According to Michael Meyer, an astronomer at the University of Michigan, computer simulations provide some answers if he assumes there is a giant star in the area created by the solar system. When these stars reach the end of their lives, they emit a large amount of matter, some of which consist of radioactive components such as aluminum-26.
Simulations show that these elements are in the stars of the new planet (and its neighbors), which provide additional heat that helps evaporate most of the water and prevent the global ocean from forming an impenetrable layer of ice on the ocean floor. This allows the carbon cycle to begin, which helps stabilize the climate and create living conditions that are friendly to life.

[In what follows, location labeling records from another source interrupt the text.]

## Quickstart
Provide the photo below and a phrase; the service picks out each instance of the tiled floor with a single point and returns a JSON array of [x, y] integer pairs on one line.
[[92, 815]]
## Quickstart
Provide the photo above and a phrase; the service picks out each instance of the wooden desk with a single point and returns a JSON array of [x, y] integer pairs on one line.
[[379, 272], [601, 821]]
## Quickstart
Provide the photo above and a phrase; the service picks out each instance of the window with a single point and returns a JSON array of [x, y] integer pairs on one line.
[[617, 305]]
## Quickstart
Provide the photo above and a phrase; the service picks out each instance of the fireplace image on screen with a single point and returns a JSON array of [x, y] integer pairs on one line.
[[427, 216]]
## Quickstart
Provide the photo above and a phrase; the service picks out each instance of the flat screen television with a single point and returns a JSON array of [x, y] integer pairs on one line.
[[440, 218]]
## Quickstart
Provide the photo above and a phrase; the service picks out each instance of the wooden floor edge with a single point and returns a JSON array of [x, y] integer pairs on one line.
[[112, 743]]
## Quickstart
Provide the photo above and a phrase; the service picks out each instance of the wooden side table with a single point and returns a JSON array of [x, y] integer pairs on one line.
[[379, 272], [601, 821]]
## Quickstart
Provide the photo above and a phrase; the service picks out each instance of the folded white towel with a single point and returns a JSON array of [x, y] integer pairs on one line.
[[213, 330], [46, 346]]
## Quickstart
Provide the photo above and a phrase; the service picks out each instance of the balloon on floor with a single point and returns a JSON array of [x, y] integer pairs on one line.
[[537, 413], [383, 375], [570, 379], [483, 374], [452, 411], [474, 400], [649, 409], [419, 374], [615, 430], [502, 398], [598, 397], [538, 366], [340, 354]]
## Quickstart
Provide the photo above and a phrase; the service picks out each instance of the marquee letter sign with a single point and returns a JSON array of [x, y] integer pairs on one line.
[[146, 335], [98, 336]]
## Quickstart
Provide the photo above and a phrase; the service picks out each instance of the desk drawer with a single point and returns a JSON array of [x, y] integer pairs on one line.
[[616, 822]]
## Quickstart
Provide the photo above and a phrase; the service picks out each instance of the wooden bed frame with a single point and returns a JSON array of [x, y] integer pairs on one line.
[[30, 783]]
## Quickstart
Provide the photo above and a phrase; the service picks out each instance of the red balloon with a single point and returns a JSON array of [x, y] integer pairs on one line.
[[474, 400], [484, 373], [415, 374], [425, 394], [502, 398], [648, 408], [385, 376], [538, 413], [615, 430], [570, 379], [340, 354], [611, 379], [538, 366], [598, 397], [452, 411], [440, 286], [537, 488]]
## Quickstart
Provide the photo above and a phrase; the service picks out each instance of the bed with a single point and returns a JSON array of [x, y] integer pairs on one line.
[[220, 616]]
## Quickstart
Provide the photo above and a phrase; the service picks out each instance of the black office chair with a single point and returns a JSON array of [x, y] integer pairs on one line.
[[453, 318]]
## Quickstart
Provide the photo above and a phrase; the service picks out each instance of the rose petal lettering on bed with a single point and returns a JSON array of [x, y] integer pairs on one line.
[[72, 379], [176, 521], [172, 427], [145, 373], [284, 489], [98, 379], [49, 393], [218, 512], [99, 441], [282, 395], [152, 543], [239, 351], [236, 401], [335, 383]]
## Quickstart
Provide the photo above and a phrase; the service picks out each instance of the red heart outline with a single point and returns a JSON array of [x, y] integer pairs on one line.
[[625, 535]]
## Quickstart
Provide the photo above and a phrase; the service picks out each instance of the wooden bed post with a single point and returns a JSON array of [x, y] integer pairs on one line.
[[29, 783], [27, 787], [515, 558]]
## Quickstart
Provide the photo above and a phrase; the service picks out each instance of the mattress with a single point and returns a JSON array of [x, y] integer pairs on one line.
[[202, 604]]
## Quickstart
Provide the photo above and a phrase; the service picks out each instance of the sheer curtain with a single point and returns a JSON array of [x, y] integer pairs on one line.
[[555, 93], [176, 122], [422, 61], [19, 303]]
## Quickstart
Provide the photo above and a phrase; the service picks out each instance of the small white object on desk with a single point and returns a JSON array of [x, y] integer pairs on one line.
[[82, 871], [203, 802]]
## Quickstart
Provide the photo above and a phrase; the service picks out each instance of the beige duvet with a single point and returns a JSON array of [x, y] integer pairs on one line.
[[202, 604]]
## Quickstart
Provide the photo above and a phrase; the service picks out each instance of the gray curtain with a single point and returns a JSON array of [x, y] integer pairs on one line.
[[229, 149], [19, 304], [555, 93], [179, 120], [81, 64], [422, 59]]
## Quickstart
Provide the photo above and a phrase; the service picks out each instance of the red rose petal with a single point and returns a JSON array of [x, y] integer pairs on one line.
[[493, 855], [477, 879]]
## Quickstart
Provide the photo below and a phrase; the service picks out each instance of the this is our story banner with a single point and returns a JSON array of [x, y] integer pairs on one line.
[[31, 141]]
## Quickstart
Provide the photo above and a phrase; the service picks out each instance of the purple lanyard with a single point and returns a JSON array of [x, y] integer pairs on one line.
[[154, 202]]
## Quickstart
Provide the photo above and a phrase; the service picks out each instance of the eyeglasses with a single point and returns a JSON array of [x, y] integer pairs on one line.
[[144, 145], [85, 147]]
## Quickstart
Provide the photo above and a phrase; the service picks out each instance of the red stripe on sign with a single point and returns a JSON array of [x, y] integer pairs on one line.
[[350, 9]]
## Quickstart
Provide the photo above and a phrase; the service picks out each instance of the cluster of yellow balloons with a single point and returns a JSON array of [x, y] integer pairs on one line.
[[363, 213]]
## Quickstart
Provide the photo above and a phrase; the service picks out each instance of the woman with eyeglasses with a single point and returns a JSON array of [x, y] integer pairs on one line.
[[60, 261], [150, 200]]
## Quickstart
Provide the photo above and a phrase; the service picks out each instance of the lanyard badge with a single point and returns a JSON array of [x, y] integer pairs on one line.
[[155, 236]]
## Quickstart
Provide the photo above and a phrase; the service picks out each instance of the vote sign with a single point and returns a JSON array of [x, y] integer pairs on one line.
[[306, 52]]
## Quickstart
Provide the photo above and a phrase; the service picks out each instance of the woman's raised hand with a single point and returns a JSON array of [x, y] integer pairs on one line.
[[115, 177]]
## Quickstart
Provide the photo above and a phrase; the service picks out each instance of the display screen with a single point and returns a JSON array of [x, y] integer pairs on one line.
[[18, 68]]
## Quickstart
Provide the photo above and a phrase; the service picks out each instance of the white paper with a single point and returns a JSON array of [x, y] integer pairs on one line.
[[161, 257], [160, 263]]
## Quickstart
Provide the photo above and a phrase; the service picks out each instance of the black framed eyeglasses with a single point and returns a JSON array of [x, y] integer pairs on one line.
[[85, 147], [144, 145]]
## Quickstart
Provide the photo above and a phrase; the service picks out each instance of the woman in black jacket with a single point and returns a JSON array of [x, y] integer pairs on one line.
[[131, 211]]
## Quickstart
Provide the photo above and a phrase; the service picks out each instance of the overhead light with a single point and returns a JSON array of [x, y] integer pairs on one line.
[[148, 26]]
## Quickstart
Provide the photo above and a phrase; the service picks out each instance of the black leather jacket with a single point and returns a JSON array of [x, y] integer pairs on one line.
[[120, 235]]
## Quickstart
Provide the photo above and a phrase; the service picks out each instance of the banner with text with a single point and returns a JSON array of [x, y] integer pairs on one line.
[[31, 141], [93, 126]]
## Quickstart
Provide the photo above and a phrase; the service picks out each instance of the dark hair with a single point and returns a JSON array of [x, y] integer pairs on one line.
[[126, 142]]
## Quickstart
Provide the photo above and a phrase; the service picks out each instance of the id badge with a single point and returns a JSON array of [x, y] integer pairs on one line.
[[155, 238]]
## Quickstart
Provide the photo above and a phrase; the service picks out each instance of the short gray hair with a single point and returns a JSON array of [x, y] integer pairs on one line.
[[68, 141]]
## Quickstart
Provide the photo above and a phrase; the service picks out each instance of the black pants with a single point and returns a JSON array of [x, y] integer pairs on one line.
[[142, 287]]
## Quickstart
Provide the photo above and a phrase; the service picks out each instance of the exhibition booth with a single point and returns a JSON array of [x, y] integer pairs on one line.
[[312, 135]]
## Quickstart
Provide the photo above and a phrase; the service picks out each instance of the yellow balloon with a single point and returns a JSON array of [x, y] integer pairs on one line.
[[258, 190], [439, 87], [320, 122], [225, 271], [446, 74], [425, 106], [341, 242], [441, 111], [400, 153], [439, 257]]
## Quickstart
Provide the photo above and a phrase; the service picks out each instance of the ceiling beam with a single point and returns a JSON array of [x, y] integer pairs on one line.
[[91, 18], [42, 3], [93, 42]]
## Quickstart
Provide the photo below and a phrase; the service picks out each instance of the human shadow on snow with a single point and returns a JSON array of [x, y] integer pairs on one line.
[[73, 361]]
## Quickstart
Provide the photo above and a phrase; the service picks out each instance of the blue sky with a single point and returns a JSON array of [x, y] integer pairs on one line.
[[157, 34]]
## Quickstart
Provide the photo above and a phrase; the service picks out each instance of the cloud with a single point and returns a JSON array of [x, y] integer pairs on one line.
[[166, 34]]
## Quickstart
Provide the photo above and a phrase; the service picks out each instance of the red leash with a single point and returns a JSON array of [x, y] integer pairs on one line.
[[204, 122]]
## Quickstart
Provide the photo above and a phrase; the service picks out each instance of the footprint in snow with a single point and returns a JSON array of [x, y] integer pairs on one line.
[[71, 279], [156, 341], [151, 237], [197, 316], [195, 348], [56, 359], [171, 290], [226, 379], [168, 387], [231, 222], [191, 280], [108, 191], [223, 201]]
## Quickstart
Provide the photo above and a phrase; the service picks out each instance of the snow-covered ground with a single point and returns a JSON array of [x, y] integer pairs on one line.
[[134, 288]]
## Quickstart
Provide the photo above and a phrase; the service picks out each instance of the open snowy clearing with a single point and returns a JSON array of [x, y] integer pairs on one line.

The important thing about this discovery is not only that it reveals how the Earth was created, but it also helps space scientists to predict which planets outside the solar system deserve attention or signs of life. By finding the right radioisotope, you can predict whether the candidate planet is a terrestrial planet or a giant ice world. In addition, a better understanding of the mechanism will help calculate how many Earth-like worlds in the galaxy.
"It's great to know that radioactive elements can help dry out the wet system and explain why planets within the same system will have similar characteristics," Meyer said. "But heating a radioactive element can not be enough. How do we explain our planet, which is very dry compared to the planets created in our model? Perhaps Jupiter is also important to keep things colder than the sun.
The study was published in Nature-Astronomy.